Countering backlash: Reclaiming gender justice
Think tank: Institute of Development Studies
Author(s): Various authors
March 18, 2026
This report from UK think tank the Institute of Development Studies conceptualises gender backlash as a multidimensional attack on gender equality.
This report distils six years of collaborative research (from late 2019 to early 2026) from the IDS-led Countering Backlash programme, by IDS itself and 11 partners across seven countries on how contemporary gender backlash operates, and how feminist, queer, and other social movements are resisting it. It argues that current backlash is not simply anti-feminist business as usual but a qualitatively different, globally proliferating mode of patriarchal crisis management, emerging amid intersecting crises, authoritarianism, and deepening inequalities.
The report conceptualises gender backlash as a multidimensional attack on gender equality, its institutions, and those advancing gender justice, driven by overlapping reactive, pre‑emptive, proactive, and opportunistic actors including religious fundamentalists, ethnonationalist projects, conservative civil society, digital manosphere communities, and authoritarian‑leaning states.

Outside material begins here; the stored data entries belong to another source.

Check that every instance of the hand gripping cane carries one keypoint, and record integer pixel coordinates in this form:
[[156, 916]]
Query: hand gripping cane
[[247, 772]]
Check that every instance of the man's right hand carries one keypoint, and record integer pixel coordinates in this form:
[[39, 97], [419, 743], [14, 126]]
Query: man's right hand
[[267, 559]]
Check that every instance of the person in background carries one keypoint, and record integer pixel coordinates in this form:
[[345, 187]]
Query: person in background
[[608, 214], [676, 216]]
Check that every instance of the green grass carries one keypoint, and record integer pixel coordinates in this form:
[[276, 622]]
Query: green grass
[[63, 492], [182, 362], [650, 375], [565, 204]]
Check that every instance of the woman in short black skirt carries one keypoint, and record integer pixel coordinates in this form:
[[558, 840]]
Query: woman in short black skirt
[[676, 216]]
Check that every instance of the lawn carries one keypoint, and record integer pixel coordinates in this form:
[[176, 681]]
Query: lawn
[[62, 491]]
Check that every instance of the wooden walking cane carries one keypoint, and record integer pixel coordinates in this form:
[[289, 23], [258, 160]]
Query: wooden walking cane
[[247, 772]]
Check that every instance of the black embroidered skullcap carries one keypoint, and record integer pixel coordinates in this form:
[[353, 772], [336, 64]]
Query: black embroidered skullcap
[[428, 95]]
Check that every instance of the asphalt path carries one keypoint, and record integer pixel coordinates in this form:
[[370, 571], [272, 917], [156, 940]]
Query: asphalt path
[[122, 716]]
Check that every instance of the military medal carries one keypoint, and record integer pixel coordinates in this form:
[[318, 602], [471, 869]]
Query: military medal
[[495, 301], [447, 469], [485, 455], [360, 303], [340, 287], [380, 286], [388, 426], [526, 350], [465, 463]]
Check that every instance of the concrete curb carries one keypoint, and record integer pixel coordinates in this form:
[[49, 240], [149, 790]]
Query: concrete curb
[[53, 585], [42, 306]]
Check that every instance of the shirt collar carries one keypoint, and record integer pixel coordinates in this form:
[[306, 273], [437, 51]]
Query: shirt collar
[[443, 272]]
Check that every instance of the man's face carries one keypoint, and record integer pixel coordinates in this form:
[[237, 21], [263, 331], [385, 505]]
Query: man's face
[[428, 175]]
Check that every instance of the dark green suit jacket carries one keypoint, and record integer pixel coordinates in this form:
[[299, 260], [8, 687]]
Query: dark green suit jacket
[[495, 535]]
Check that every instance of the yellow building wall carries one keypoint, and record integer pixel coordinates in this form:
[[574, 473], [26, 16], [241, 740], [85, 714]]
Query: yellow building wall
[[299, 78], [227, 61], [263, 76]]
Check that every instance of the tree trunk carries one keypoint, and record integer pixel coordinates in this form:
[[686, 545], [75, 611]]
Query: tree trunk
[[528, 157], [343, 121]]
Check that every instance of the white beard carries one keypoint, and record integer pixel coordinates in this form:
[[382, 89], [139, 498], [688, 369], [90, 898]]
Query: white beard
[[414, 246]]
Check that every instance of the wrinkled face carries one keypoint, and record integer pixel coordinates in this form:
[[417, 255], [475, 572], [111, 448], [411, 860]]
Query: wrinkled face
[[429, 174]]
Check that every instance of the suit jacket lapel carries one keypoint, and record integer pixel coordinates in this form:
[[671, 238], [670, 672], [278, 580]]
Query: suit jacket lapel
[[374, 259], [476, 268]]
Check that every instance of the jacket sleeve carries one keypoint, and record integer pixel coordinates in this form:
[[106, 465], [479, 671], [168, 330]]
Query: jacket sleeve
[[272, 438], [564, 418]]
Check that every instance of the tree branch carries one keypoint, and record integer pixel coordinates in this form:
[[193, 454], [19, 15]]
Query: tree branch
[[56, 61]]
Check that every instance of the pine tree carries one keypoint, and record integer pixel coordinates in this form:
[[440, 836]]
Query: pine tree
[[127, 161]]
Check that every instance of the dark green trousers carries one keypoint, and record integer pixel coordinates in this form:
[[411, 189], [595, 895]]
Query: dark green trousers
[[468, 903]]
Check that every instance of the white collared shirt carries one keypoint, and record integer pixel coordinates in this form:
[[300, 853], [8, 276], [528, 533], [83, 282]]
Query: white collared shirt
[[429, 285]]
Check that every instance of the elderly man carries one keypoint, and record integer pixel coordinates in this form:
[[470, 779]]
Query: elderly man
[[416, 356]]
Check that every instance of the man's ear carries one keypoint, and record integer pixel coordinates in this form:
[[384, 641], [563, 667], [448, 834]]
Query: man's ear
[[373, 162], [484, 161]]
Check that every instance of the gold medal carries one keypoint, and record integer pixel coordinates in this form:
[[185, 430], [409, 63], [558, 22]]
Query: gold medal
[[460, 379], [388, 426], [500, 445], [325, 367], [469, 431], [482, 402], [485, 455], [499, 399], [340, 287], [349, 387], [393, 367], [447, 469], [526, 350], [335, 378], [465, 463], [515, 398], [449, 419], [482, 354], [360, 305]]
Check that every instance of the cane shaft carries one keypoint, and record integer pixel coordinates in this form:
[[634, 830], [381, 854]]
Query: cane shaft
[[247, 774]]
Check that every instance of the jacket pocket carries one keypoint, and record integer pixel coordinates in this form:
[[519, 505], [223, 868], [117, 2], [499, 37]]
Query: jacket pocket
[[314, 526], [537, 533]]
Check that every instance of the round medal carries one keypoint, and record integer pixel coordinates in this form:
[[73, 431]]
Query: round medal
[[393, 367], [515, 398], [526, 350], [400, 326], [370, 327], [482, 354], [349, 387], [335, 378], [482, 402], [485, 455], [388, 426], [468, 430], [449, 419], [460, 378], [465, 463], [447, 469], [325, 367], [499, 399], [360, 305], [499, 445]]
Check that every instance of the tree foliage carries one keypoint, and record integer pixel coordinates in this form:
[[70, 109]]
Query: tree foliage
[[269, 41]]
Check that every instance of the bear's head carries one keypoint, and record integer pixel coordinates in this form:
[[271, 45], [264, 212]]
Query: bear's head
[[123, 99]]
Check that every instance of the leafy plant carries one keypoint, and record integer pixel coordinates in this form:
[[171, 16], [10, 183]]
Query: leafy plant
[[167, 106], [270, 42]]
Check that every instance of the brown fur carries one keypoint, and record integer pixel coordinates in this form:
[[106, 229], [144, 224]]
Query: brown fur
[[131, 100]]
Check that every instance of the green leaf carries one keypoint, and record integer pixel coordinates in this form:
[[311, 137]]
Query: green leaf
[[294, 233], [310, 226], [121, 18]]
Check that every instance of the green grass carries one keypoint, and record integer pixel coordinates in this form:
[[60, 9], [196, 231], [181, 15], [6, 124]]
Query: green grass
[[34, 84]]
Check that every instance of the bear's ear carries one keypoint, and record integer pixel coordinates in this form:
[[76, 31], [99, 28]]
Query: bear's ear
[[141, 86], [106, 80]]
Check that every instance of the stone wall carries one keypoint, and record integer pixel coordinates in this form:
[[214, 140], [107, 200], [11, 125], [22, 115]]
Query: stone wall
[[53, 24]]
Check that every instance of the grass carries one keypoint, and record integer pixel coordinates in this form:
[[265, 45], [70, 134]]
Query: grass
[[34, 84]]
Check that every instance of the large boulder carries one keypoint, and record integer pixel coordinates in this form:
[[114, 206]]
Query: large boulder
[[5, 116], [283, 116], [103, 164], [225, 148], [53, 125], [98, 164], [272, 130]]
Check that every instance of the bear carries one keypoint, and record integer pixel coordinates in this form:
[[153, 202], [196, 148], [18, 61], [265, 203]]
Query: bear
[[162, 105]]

These actors operate through transnational networks and digital platforms, mobilising affect (fear, resentment, nostalgia) and targeting symbolic sites of bodies, families, and nations to re-naturalise heteronormative, patriarchal, and majoritarian orders. Backlash is theorised as both episodic and continuous: a recurring mechanism that updates inequitable systems under pressure, rather than a temporary reversal of linear progress.